Japan Today gazetesinin yakın tarihli bir haberinde şu şekilde dramatik başlık kullanılmış: “Yayın devleri anime gösterim üstünlüğü için savaşıyor”. Son beş yıl içinde, Japon animasyon içerikleri Amerikan yayın platformlarında en hızlı büyüyen tür olarak ortaya çıktı. Sonuç olarak, anime endüstrisi 2022 yılında tahminen üç trilyon yenlik bir büyüklüğe ulaşarak daha önce hiç olmadığı kadar büyüdü.

Bu başarı, bunu kendi zevklerinin ve kimliklerinin tanınması olarak gören anime hayranları tarafından haklı olarak kutlanıyor. Bir anime hayranı olarak ben de bu durumu harika buluyorum. Ben anime ile büyüdüm. Şu anki hayatımı ona borçluyum – Mobile Suit Gundam’ı anlamanın yarattığı teşvik olmasaydı Japonca’yı bu kadar hararetle çalışamazdım, o zamanlar çevirisi mevcut değildi. Görünürde, anime’nin yurtdışında inanılmaz bir şekilde yayılması, diğerlerine benzemeyen bir pop-kültürel zaferi temsil ediyor. Ancak aklımın bir köşesinde hep bir soru vardı. Bu gerçekten kültürel bir süper güç olarak Japonya için bir kuantum sıçraması mı? Yoksa animenin tarihin bu belirli anında doğru zamanda doğru yerde olması sadece bir şans eseri mi?

Japon gençleri tarafından üretilen ve onlar tarafından tüketilen bir ifade biçiminin küresel izleyicileri büyüleme gücüne sahip olmasının birçok nedeni var. Belki de bunun nedeni Japon pazarının sofistike bir şekilde genç ve genç-yetişkin tüketiciler için resimli eğlence yaratma konusunda büyük bir avantaja sahip olması. Yetişkin (yani çocuk olmayan) manga ve anime hayranları Japonya’da yetmişli yıllardan itibaren ortaya çıkmıştır. Batı’da ise çizgi roman ve çizgi filmlerden hoşlanma modası hemen gelişmedi. Bir başka faktör de 1990’da patlayan balon ekonomisi nedeniyle Japon gençlerinin Batı demokrasilerinde yaşayanlardan çok önce yaşlanma ve post-endüstriyel toplumun getirdiği olumsuz sonuçlarla boğuşması olabilir.
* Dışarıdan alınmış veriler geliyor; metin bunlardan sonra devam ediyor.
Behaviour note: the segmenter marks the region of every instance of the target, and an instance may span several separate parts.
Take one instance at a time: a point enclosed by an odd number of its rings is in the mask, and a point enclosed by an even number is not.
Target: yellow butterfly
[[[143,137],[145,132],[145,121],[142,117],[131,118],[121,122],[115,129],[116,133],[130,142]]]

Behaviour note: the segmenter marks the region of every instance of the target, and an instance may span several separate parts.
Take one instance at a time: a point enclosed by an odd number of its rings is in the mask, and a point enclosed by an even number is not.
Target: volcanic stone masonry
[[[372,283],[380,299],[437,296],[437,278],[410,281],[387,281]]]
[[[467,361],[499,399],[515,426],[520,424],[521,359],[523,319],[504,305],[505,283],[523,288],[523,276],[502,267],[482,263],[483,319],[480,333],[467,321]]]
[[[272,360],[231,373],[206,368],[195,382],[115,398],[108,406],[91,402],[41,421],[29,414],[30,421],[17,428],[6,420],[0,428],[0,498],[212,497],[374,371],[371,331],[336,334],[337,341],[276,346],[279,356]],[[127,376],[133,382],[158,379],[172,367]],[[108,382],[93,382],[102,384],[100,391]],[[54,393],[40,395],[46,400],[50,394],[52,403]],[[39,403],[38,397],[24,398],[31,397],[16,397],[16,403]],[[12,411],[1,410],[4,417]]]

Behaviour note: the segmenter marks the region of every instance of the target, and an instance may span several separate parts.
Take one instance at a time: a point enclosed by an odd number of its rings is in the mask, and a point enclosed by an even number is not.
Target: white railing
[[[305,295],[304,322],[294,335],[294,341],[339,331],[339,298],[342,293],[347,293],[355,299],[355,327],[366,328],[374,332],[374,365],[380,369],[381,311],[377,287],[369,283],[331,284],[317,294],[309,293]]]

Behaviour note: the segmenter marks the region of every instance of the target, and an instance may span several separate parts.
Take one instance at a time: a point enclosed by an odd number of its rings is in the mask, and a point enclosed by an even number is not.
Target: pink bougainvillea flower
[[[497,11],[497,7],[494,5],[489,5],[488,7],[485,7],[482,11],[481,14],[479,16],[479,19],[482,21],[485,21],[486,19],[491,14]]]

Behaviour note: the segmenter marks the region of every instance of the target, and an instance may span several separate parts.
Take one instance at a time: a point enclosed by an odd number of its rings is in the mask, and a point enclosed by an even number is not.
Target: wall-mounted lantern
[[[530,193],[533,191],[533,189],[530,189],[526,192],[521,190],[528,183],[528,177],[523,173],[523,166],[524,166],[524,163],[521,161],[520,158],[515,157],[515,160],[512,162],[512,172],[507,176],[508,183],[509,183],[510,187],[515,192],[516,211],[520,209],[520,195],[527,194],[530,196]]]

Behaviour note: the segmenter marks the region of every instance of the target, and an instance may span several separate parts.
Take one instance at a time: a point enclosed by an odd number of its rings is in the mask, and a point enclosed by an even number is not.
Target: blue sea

Dolayısıyla Japonya’da yaratılan içerikler, yurt dışında benzer şekillerde kasvetli koşullarla karşı karşıya kalan gençlere doğal bir şekilde hitap edebilir. Karanlık ve ilham verici olan anime, dünyanın dört bir yanındaki milyonlarca insan için mükemmel bir kaçış yolu.

Somut olaraksa, akış çağında animenin başarısının en büyük nedenlerinden birinin daha az romantik, daha lojistik bir faktöre bağlı olduğunu düşünüyorum: büyük hacim. Amerika’da prestijli televizyon dizileri genellikle otuz ya da kırk bölümden oluşur. Gerçekten biraz daha prestijli olanlar biraz daha uzun sürebilir; Game of Thrones 79. bölümde sona erdi. Ancak Japonya şaşırtıcı miktarda anime üretiliyor ve uzun soluklu bölümlerin kesinlikle devasa arka katalogları var. Dragon Ball’un yarım saatlik sekiz yüz bölümü var. One Piece’in binden fazla bölümü var. Ve bunlar sadece büyük seriler. Japon stüdyoları birlikte her yıl ortalama 100.000 dakika anime üretiyor. Bu da hem tıkınmalı izleyenler hem de yayın platformları için bulunmaz bir nimet.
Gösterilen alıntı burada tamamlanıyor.